Build the ArchivesSpace technical documentation

ArchivesSpace ships with the current documentation, located in “docs” directory. By default, this is served out at http://localhost:8888/archivesspace when the application is running.

This documentation is also hosted on http://archivesspace.github.io/archivesspace/, with the last released version. This documentation consists of a Jekyll site build on the content of various READMEs, a Slate site ( for REST API documentation ), and the Ruby YARD documentation.

Instructions to build this can be seen on the ArchivesSpace gh-pages branch. Important to note that these steps assume you’re using a standard Ruby, not jRuby. Note that if any additional READMEs have been added to the repository, you will need to add those to the scripts/build_docs.rb script that rips apart the READMEs. Also, links in the site’s side bar need to be added to Jekyll’s sidebar.

Before the build/run doc:build step, but sure you run the build/run backend:test step. This will run all your tests, including the documentation_spec.rb spec, which runs through all the endpoints, generates factory girl fixture json, and spits it into a json file ( endpoint_examples.json ).

To build the documentation:

  1. Check out a new branch from master:
  $ git checkout -b new-document
  1. Make sure that script/build_docs.rb is up-to-date and update Jekyll’s sidebar if necessary.
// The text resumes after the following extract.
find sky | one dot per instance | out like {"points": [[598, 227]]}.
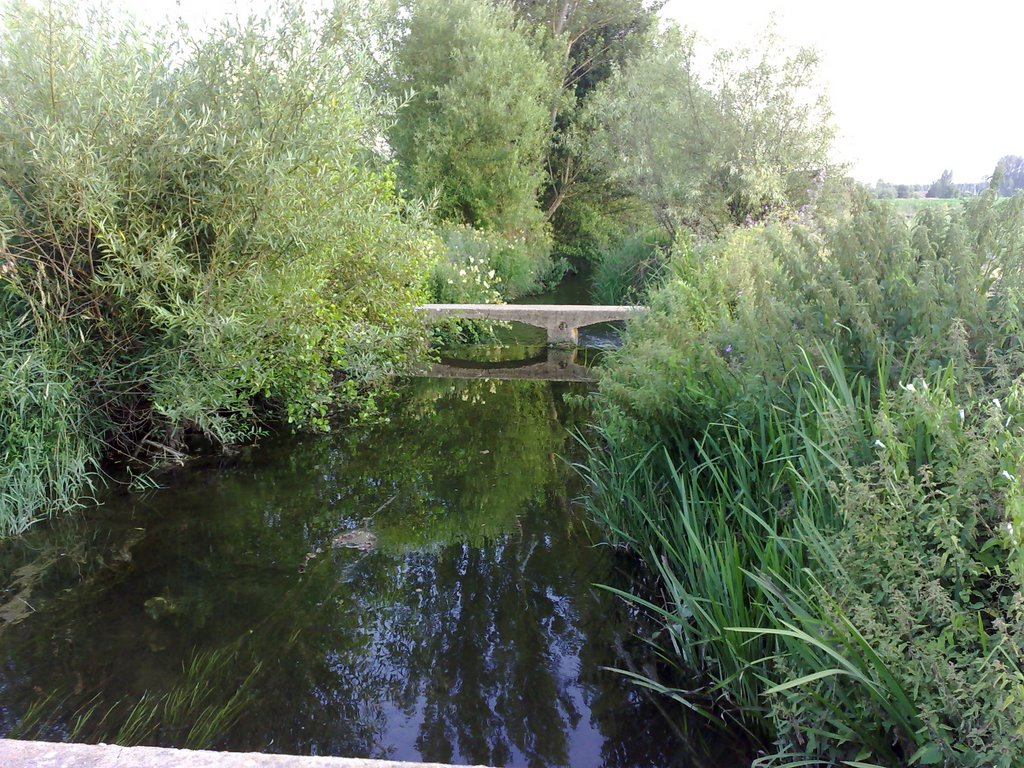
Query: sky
{"points": [[916, 86]]}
  2. Bootstrap your development environment by downloading all dependencies–JRuby, Gems, Solr, etc.
      $ build/run bootstrap
    
  3. Run the backend unit tests
      $ build/run backend:test
    
  4. Update the fallback_version value in common/asconstants.rb with the new version number so that the documentation with have the correct version number in the footer
      fallback_version = "vX.X.X.a"
    
  5. Rip apart the READMEs for content by running the doc:build ANT task
  $ build/run doc:build
  1. Build Slate ( using a standard Ruby )
  $ cd docs/slate
  $ gem install bundler
  $ bundle install --binstubs
  $ ./bin/middleman build
  $ ./bin/middleman server # optional if you want to have a look at the site.
  $ rm -r ../api
  $ mv build ../api
  1. Compile Jekyll
  $ cd docs
  $ gem install bundler
  $ bundle install --binstubs
  $ ./bin/jekyll build
  $ ./bin/jekyll serve # optional if you want to have a look at the site.
  1. Commit the docs directory to git then push it to the gh-pages branch
$ cd ../ # go to top of the working tree
$ git add # all files related to the docs that just got created/updated (eg. docs/*, index.html files, etc) (do NOT add common/asconstants.rb)
$ git commit # with appropriate commit message
$  git subtree push --prefix docs origin gh-pages
( or, if you get a FF error )
$ git push origin `git subtree split --prefix docs master`:gh-pages --force
  1. Now merge in the docs directory back into master by committing the new-document branch, creating a PR, and merging the PR

Build the release

Building the actual release is very simple. Back on the master branch ( with your docs updated ), run the following:

$ ./scripts/build_release vX.X.X

Replace X.X.X with the version number. This will build and package a release in a zip file.

Commit and Tag the release

The release process adds the version number to common/asconstants.rb. After you’ve run the build_release script, you’ll need to commit that file then tag the release in git.

$ git add common/asconstants.rb
$ git commit -m "Updating to vX.X.X"
$ git tag vX.X.X
$ git push --tags

Build the release announcement

The release announcement needs to have all the tickets that make up the changelog for the release. In the past, this list has been written into markdown to add in the Github release page.

An easy way to do this is to export all the relevant tickets in JIRA ( that is, all tickets accepted since the last release ). Then use the following script to make a markdown file:

require 'csv'

def csv2md(csv_file)

output = "release_#{Time.now.to_i}.md"
file = File.open(output, "w")

CSV.foreach(csv_file, :headers => true ) do |row|
  file << "* #{ row["Issue Type"].upcase } [##{ row["Key"] }] ( https://archivesspace.atlassian.net/browse/#{ row["Key"] } ): #{ row["Summary"] }\n"
end

puts "Putting file to #{output}\n"

end

if __FILE__ == $0
  csv2md(ARGV[0])
end

Then make a release page in Github, upload the zip package and paste in the changelog text.